Eski Başkanlık Sarayı'na girerken Çin yapımı 390 ve 843 nolu, zaferin simgesi olan iki tankı farklı bir araç gibi değerlendirdiğimi farkettim."Düşmanını öğretmen yap" diyen bu kadim halkın bundan ders alarak başkalarına tahakküm etmeyeceğini umdum.
Vietnam' in dağlık alanlarının başladığı Cu Chi yakınlarındaki 250 kilometre olduğu söylenen tünelleri,yalın ama yaratıcı savaş tekniklerini görünce, kitle desteğini arkasına alan bir gücü,bir ortak iradeyi hiç bir büyük ordunun yenemeyeceği düşüncesini bir kez daha onayladım. Ho Chi Minh'le ilgili deftere bir kaç satır karaladım: " Saygıdeğer Ho Amca, Benim gençlik yıllarımın birinici kahramanı Gazi Mustafa Kemal,ikinci halk önderi de sendin.Bir ulusun kendi özgürlüğüne inanmasının gücü önünde hiç bir silahın galip gelemeyeceğini siz ulus olarak bütün dünyaya kanıtladınız. Özgürlük ve vatan sevginiz önünde saygıyla eğiliyorum".
Hepimizin barış,refah ve insanlığın farkına varmamız için Vietnam zengin bir alan. Vietnam 'ın tarihinden hepimizin çıkaracağı sayısız dersin olduğuna inanıyorum.
Asıl zafere doğru
Vietnam' ın güneyinde dolaşırken zihnim bir cümlenin üzerine odaklandı: Asıl zafer şimdi kazanılmalı!
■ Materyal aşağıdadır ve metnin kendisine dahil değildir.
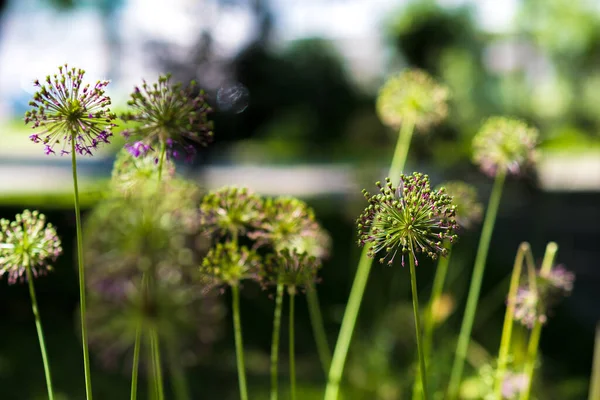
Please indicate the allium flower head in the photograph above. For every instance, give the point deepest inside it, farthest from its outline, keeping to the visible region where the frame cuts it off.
(290, 268)
(410, 218)
(68, 112)
(169, 116)
(28, 241)
(504, 144)
(228, 264)
(412, 96)
(131, 174)
(231, 211)
(290, 224)
(468, 210)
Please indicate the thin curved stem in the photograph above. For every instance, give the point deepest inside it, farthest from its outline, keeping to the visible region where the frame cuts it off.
(429, 323)
(362, 276)
(536, 332)
(81, 270)
(316, 320)
(136, 362)
(415, 296)
(38, 326)
(509, 317)
(475, 287)
(239, 346)
(275, 341)
(292, 294)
Toplumlar karşılarında somut bir düşman buldukları zaman daha kolay toplarlanabiliyorlar. Somut düşmanı yenmek için kitle desteği daha kolay sağlanabiliyor. Asıl yönetim becerisi, barış zamanında tutarlı bir kalkınma stratejisi çevresinde toplumun ortak enerjisini maddi ve kültürel zenginliğe dönüştürebilmede.
Bugün kişi başına 17 bin dolar gelir yaratma sınırını aşamayan toplumlar, hep "izleyen" olmak zorunda kalıyor. Vietnam' ın gündemi de bu: İzleyen değil,paydaş olabilme.
Bizim ülkemiz gibi Vietnam da dünyadaki gelişmeleri net biçimde okumak zorunda. Kendi olanak ve kısıtlarını iyi değerlendiren bir strateji çevresinde enerjisini odaklaması gerekiyor. Bugün 90 milyon nüfusu var yaklaşık 180 milyar dolarlık gelir yaratıyor. Bu gelirini artırmak 17 bin dolar sınırını aşmak için halkının inatçı karakterini kalkınma yarışına odaklamalı.
Her ulus kendi kaderini kendi elleriyle çizer. Vietnam'ı görmekten mutluyum. Kendi zihnimde nice ince ayarlar yaptım: Hayat kimi zaman önyargılarımızı, çoğu zaman yerleşik doğrularımızı,sık sık ezberlerimizi bozmayı gerektiriyor.